Glyphosate and Pregnancy: A Dangerous Combination


A study conducted by Indiana University has found that glyphosate and pregnancy don’t mix. 99% of pregnant women in their sample group had traces of glyphosate in their urine. According to Cambridge University, glyphosate is the most consumed pesticide worldwide, and this pesticide may be causing premature births. 

Several studies regarding glyphosate’s prenatal effects have arrived at a common conclusion. Aside from an increased risk of cancer, exposure to glyphosate during pregnancy increases the risk of pre-term birth.

Approximately 1 million babies die every year from pre-term labor complications. Survivors of pre-term complications tend to face a lifetime of medical disabilities. 

Glyphosate is most popularly found in Roundup, one of the world’s most commonly used herbicides. 

The 2022 Glyphosate and Pregnancy Study

A study, called “Glyphosate exposure in early pregnancy and reduced fetal growth,” was conducted by Indiana University. It found that the traces of glyphosate in urine have risen from 93% to 99% since their last small-scale study in 2018.

Over several years, first trimester urine samples were randomly taken from pregnant women who were at high risk for glyphosate exposure. The study measured the increase in admissions to neonatal intensive care units and a change in adjusted birth weight. 

The study found that 186 of 187 women showed urine levels of glyphosate above the detection limit. It was also found that the birth weight percentile of newborns was negatively related to glyphosate. Women who lived in more rural areas of Indiana, where pesticides are most commonly used, had babies in lower birth weight percentiles. 

The study’s lead author, Paul Winchester, a neonatologist, noted, “Pesticide exposure in pregnancy, especially in early pregnancy, can imprint DNA and alter gene expression. But little is known about how these chemicals can impact fetal development in humans.”

Winchester also commented on how many studies done previously have identified negative effects caused by exposure to glyphosate. However, as many of the studies indicate, little is known of its overall effect on humans. 

The study done by Winchester was small scale with less than 200 participants. Other small-scale studies have drawn similar conclusions regarding glyphosate, It is clear that more expansive research should be conducted to solidify the connection between pre-term birth and the worlds most common herbicide. 

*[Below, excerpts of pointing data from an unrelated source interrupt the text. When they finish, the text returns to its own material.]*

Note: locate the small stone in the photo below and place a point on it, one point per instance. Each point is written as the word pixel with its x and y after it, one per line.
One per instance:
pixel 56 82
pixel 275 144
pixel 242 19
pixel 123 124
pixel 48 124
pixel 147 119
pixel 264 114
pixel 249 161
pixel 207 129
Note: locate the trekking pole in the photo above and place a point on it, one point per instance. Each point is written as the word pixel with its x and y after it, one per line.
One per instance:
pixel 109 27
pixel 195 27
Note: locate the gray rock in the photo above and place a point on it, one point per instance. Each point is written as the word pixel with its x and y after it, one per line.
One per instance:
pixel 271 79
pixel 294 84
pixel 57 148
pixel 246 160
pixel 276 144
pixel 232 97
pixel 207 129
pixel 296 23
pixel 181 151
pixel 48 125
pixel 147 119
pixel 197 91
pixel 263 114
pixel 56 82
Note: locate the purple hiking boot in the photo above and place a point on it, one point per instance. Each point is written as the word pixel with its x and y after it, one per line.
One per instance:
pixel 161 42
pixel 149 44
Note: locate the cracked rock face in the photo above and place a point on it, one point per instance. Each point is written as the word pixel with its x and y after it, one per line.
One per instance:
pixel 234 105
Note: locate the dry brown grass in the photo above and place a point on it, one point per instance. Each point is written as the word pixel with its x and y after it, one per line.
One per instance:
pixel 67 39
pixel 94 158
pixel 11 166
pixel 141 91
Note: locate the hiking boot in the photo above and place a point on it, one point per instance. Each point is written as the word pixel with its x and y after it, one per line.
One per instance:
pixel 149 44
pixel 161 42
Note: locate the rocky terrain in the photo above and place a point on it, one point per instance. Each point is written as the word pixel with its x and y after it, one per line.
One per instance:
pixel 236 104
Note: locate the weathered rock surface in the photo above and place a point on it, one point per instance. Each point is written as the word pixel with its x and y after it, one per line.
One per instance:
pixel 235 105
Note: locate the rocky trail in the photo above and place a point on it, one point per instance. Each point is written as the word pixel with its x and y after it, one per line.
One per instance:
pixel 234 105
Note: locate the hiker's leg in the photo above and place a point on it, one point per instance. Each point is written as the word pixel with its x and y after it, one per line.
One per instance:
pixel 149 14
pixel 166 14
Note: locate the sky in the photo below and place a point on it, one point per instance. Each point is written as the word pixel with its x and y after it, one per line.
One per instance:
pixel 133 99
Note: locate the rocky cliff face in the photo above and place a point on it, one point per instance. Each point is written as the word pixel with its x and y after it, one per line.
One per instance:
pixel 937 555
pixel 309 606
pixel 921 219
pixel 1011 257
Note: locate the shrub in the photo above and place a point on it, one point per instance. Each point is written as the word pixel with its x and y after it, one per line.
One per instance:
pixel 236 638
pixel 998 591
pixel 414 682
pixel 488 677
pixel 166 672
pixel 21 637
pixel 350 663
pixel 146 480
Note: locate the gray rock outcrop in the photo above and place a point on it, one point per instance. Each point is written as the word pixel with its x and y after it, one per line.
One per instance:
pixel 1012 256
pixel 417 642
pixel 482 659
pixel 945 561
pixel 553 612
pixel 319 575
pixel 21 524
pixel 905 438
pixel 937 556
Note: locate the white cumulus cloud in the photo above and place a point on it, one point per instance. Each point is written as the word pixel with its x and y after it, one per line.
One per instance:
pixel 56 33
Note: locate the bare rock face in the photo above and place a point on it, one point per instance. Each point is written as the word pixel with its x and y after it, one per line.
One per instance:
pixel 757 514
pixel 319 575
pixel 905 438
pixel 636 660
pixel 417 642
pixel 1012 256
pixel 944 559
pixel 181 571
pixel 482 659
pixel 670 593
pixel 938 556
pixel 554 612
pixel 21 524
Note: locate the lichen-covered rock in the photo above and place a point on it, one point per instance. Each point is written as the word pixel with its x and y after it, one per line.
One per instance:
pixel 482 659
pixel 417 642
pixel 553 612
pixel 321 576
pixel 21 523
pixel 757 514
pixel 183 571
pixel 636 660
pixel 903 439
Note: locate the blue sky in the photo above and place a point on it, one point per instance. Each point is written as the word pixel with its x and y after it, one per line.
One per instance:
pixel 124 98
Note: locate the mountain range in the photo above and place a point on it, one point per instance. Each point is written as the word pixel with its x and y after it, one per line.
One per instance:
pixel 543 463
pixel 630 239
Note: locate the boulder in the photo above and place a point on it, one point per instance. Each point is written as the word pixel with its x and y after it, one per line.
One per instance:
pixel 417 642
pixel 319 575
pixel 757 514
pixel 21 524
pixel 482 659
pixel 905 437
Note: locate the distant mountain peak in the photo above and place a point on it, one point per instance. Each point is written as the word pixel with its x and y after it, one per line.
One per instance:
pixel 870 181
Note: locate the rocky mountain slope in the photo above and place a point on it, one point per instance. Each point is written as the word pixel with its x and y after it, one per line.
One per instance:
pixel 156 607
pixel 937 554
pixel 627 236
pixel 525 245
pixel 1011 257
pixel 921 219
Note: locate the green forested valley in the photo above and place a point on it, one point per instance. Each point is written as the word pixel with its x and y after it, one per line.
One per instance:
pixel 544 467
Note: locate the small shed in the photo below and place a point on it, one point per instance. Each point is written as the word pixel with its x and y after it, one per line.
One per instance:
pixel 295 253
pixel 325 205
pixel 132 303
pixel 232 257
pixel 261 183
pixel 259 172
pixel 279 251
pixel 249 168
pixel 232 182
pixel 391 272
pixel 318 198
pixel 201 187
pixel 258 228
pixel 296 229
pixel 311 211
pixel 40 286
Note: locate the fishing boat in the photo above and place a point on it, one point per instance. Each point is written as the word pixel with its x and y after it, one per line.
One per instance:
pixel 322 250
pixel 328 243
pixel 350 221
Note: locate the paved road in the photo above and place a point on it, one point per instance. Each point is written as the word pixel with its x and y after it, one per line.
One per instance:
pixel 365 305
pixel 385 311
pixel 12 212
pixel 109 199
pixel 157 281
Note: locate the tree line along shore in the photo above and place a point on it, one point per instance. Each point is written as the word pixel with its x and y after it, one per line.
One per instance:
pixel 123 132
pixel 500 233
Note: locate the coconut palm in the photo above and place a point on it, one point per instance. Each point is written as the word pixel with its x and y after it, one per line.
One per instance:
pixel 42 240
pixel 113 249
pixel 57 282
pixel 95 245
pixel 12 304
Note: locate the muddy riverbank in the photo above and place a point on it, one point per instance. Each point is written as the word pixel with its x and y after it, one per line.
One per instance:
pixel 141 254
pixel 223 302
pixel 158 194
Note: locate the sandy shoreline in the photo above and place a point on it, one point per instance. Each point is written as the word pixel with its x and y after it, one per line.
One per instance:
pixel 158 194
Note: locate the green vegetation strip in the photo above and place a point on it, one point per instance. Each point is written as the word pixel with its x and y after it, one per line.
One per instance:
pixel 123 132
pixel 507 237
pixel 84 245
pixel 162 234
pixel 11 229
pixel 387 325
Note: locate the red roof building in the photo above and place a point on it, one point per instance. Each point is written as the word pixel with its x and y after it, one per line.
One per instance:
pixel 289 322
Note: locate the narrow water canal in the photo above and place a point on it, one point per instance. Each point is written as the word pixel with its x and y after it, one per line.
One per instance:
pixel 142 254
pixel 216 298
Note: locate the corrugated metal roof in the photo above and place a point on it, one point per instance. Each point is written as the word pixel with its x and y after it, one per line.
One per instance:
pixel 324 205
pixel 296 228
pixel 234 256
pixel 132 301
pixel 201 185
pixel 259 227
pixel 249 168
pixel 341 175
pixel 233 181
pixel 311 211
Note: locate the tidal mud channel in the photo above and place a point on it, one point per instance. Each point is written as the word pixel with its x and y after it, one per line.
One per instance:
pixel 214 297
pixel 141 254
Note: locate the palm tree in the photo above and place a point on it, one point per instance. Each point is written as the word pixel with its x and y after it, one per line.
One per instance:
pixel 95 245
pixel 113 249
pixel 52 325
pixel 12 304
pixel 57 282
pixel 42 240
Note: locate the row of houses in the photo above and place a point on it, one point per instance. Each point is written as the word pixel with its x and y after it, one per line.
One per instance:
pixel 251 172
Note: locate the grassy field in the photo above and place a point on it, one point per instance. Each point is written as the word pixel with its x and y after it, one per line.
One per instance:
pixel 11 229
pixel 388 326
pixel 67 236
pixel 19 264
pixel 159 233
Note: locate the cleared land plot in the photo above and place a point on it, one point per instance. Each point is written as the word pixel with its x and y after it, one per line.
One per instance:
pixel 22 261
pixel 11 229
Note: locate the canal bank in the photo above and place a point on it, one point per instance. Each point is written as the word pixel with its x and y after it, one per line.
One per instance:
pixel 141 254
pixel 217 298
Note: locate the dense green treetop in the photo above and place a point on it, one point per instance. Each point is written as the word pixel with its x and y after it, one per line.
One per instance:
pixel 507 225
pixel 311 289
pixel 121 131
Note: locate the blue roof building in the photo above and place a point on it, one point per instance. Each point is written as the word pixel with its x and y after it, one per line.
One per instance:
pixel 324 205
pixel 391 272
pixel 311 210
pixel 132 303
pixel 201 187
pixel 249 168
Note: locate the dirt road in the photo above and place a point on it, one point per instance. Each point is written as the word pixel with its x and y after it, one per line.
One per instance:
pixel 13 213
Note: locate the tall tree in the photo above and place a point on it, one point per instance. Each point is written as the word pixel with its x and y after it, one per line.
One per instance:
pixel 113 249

“The continuous lack of richer and more diverse evidence on the potential health effects of pesticides is problematic,” says Manolis Kogevinas from Environmental Health Perspectives. The reasoning for lack of research is the complicated regulatory and legal situation glyphosate is in.

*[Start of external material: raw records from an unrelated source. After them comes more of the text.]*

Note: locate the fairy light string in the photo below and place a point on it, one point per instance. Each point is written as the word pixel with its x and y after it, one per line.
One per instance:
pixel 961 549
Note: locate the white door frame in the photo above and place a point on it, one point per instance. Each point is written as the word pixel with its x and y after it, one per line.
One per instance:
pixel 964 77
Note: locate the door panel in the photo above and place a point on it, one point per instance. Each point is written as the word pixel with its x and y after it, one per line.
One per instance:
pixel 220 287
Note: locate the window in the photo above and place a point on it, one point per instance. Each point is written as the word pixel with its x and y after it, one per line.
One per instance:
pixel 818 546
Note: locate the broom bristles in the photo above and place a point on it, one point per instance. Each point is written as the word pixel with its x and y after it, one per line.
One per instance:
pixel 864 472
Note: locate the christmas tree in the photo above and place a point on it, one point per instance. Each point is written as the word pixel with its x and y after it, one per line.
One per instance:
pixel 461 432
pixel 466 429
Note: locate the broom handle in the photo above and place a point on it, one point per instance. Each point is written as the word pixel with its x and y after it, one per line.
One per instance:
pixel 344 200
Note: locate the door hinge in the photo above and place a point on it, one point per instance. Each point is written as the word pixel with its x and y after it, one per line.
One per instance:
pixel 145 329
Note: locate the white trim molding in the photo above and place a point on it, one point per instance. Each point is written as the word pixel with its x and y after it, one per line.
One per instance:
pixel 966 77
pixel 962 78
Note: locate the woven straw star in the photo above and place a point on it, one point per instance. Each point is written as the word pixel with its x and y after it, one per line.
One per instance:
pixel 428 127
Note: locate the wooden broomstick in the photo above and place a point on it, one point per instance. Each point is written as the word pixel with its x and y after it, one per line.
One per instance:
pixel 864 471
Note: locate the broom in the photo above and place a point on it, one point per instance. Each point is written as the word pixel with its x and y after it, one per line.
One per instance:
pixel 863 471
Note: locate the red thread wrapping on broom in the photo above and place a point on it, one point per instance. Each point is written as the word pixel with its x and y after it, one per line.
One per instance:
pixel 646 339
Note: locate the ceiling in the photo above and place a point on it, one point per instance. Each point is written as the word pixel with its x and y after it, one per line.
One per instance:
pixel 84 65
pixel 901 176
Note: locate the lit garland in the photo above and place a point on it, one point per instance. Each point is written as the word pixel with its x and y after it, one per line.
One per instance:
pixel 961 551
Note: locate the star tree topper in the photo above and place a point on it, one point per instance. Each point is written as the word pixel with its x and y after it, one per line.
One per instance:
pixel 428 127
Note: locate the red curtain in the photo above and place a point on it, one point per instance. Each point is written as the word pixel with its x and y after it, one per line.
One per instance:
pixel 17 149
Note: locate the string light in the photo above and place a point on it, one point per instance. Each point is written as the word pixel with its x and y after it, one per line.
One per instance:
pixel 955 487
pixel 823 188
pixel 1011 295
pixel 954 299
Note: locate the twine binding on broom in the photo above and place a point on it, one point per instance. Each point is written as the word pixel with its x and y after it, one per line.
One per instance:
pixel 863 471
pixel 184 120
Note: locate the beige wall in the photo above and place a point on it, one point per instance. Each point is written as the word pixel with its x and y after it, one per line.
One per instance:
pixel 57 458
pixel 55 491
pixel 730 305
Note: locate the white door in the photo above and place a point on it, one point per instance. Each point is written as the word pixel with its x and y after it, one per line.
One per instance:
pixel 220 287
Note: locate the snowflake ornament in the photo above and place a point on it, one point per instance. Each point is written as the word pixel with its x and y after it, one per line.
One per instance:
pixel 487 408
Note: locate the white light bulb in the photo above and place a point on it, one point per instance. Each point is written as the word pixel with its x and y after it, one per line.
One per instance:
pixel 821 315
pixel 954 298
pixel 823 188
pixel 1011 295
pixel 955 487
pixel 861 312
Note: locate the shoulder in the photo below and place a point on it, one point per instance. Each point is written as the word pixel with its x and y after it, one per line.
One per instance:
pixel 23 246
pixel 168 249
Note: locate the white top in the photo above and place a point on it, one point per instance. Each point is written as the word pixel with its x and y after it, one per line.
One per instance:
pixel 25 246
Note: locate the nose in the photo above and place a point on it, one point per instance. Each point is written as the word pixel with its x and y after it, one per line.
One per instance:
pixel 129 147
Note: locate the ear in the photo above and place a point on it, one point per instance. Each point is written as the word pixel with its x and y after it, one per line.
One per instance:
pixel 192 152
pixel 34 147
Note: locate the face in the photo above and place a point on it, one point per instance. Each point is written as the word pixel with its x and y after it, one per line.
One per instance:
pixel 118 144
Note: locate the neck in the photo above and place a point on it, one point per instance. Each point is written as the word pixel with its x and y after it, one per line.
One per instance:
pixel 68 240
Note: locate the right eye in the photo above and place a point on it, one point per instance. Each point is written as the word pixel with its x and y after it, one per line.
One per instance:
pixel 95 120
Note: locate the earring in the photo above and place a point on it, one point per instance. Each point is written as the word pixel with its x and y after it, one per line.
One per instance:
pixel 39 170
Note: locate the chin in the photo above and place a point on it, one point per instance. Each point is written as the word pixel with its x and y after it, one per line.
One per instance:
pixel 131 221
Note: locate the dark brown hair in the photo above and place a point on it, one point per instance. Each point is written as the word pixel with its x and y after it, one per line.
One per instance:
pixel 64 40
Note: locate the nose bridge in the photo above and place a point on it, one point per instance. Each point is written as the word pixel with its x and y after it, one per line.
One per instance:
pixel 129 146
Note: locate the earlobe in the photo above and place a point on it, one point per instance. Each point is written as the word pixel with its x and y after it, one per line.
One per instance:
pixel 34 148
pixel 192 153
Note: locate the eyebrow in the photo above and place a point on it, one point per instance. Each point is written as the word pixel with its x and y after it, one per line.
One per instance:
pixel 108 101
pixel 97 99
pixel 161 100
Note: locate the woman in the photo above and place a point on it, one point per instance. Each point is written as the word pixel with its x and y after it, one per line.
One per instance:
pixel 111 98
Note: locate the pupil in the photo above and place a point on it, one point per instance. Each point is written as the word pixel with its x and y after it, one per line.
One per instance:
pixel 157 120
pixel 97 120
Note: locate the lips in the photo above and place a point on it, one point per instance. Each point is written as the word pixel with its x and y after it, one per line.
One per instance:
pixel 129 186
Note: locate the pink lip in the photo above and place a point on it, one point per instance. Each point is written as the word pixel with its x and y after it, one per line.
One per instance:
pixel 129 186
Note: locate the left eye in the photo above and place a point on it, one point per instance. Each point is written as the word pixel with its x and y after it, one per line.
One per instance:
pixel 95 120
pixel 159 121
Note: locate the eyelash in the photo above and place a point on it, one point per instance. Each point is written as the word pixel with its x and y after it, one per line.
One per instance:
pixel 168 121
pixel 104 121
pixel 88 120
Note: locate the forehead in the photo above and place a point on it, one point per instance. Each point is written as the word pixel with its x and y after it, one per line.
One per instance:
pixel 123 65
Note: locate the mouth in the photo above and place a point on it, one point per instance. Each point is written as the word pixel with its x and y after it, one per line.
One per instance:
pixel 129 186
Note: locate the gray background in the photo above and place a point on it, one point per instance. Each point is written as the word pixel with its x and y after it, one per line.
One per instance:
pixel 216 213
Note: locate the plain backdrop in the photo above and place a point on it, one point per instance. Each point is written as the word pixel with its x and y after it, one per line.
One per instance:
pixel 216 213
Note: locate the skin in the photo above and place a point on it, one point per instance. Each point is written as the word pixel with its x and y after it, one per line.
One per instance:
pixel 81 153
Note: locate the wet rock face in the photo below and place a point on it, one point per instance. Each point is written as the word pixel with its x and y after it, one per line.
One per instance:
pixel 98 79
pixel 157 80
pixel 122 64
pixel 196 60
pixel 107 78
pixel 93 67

Roundup, Monsanto, and Cancer

Glyphosate, as mentioned above, is sold as Roundup herbicide. It is produced by Monsanto, which made some of its first profits by producing Agent Orange, responsible for killing countless thousands of people during the Vietnam War. 

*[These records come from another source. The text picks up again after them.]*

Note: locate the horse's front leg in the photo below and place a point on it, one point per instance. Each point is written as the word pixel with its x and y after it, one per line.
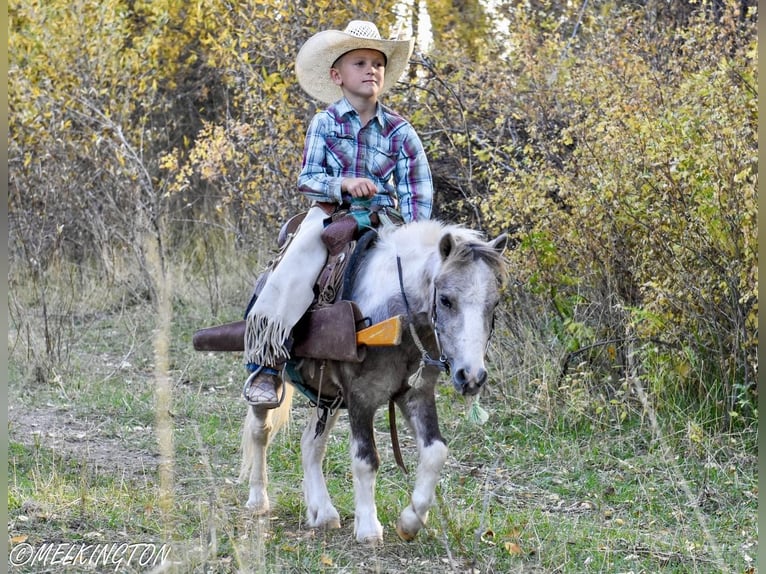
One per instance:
pixel 419 408
pixel 365 462
pixel 320 512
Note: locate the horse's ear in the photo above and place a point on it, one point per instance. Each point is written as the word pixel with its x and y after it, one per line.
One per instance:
pixel 499 242
pixel 446 245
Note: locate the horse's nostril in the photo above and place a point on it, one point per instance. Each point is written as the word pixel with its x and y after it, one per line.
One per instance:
pixel 466 383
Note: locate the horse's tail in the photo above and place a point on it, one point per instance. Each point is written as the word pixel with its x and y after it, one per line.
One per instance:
pixel 277 418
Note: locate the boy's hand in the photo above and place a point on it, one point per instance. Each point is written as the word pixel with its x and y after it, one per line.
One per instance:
pixel 359 187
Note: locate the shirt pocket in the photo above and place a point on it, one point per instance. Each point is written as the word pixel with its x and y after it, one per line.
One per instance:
pixel 341 153
pixel 381 162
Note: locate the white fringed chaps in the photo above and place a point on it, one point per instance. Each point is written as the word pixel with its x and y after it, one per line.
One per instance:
pixel 287 294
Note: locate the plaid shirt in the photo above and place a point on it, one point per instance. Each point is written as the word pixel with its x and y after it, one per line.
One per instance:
pixel 387 150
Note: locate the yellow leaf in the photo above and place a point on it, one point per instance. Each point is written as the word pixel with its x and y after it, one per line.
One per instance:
pixel 326 560
pixel 513 549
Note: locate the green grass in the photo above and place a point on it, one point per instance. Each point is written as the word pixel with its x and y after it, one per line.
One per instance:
pixel 545 486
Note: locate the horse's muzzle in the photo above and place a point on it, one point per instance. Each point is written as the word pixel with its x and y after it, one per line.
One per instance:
pixel 466 383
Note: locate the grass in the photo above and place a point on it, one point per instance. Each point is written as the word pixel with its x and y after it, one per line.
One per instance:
pixel 553 482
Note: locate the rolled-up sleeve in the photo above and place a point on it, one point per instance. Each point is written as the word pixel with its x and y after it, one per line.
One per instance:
pixel 314 180
pixel 414 185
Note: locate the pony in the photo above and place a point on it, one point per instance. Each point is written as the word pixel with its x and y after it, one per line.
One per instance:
pixel 446 280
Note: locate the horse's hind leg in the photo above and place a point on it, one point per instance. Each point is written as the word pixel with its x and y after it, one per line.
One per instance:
pixel 256 436
pixel 365 462
pixel 320 512
pixel 419 408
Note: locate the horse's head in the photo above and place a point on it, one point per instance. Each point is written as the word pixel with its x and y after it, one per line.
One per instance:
pixel 466 292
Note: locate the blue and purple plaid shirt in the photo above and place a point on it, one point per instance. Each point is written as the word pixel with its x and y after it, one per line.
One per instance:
pixel 387 150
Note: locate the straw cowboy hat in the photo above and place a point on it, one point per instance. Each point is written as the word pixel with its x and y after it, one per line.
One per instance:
pixel 312 65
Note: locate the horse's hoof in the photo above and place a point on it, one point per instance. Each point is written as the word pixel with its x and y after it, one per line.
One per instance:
pixel 370 540
pixel 404 535
pixel 331 524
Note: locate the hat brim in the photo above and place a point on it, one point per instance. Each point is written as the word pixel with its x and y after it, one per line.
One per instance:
pixel 317 55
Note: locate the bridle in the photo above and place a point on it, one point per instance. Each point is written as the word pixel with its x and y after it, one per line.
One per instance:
pixel 443 362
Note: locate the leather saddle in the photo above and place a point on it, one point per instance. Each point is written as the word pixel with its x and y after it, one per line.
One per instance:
pixel 329 328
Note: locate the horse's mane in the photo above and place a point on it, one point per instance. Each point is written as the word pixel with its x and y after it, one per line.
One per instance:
pixel 470 245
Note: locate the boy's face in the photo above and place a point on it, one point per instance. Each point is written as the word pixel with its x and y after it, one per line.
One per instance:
pixel 360 73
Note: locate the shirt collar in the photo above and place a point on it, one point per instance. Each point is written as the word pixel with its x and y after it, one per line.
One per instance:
pixel 343 108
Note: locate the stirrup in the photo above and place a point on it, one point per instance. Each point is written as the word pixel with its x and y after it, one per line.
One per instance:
pixel 249 382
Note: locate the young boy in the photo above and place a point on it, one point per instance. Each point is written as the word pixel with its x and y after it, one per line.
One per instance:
pixel 357 152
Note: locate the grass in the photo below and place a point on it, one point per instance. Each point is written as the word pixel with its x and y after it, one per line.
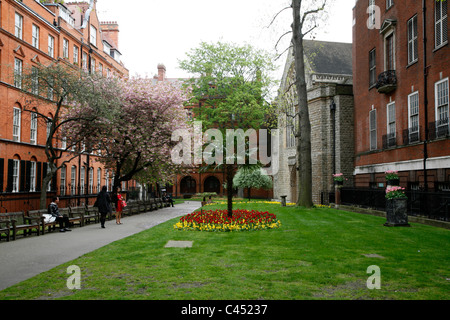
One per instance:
pixel 316 254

Monsanto was purchased in 2018 by pharmaceutical magnate Bayer. The Roundup catalogue forms in and around half of Monsanto’s revenue. 

The U.S. Environmental Protection Agency changed the status of glyphosate to probably not cancerous in 2016, when the incoming presidential administration appointed corporation-friendly leadership to head the EPA. The overwhelming case precedence, though, begs to differ on that status.  

An appeals court opined in 2022 that the 2016 process of classifying glyphosate as safe had been less than thorough. It noted chummy emails between Monsanto executives and EPA decision makers. The court recommended that the EPA review the classification approval and provide a more thorough examination of scientific facts.

The University of Washington does believe glyphosate to be carcinogenic and to seriously increase the likelihood of non-Hodgkins lymphoma. In 2007, a California man was diagnosed with this particular cancer. He laid the blame on Monsanto, claiming that over decades while spraying his five-acre plot, he never once saw or received a warning about Roundup. 

Since the International Agency for Research on Cancer in 2015 deemed glyphosate carcinogenic, thousands upon thousands of plaintiffs have filed lawsuits against Monsanto. All claim that Roundup was the cause for their cancer. There are now tens of thousands of outstanding lawsuits against Bayer-Monsanto filed by plaintiffs who believe their cancer was caused by Roundup.